Internal time-keeping mechanisms allow living organisms to adapt their physiological and behavioural processes to the day–night cycle. In Drosphila melanogaster, hundreds of genes that are expressed in adult head tissue exhibit rhythmic daily changes in abundance. Ebony, an enzyme that conjugates β-alanine to neuromodulators such as dopamine, serotonin and histamine, exhibits robust circadian cycling. Suh and Jackson now show that ebony is expressed in a discrete population of glial cells and acts downstream of genes that regulate the circadian clock to control behavioural rhythmicity in flies.

The authors showed that the levels of ebony peak in the morning, and that ebony RNA cycling is eliminated in flies that carry mutations in the clock genes Period ( Per ) or Timeless ( Tim ). Ebony mutants exhibited arrhythmic locomotor activity despite the fact that the circadian cycling of Per and Tim were normal, indicating that ebony acts downstream of clock genes to regulate circadian behavioural rhythms.

Whole-mount immunostaining revealed that, in the brain, ebony is localized exclusively to glia. Rhythmic changes in ebony immunofluorescence were observed in regions that are known to contain neurons that control clock function, and co-immunostaining experiments showed that ebony-containing glia are in close proximity to both clock and aminergic neurons, which have previously been shown to have a role in regulating locomotor activity.

Overexpression of ebony in ebony-mutant glia rescued the behavioural phenotype. Furthermore, glial expression of an inactive form of ebony did not rescue the behavioural defects, suggesting a key role for its synthase activity in regulating circadian behaviour.

The authors next examined the regulation of glial ebony by clock cells.

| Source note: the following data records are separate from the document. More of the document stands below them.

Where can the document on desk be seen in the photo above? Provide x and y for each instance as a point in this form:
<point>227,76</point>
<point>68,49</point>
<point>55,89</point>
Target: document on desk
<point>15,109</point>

They investigated whether ebony is regulated by pigment-dispersing factor (PDF), a neuropeptide that is released from clock cells and has been shown to regulate circadian locomotor activity. However, no differences in the temporal expression pattern of ebony were found in flies that lacked PDF. It is possible that ebony expression is regulated cell-autonomously or by another, as yet undetermined, factor that is released from nearby clock cells.

Finally, Suh and Jackson examined whether altered dopaminergic signalling was related to the arrhythmicity of ebony mutant flies. They found that the hyperactive phenotype of flies that had elevated synaptic dopamine levels (due to a mutation in the dopamine transporter gene DAT ) was suppressed by an ebony-null mutation. These results suggest that ebony functions to regulate dopamine signalling, possibly through the rhythmic production of N-β-alanine dopamine.

This paper suggests that ebony exerts its effects on locomotor activity indirectly, via the modulation of dopamine neurotransmission. Although previous studies have implicated glia in the regulation of activity rhythms, this is the first to shed light on the mechanism through which a particular glial factor can control behavioural rythmicity.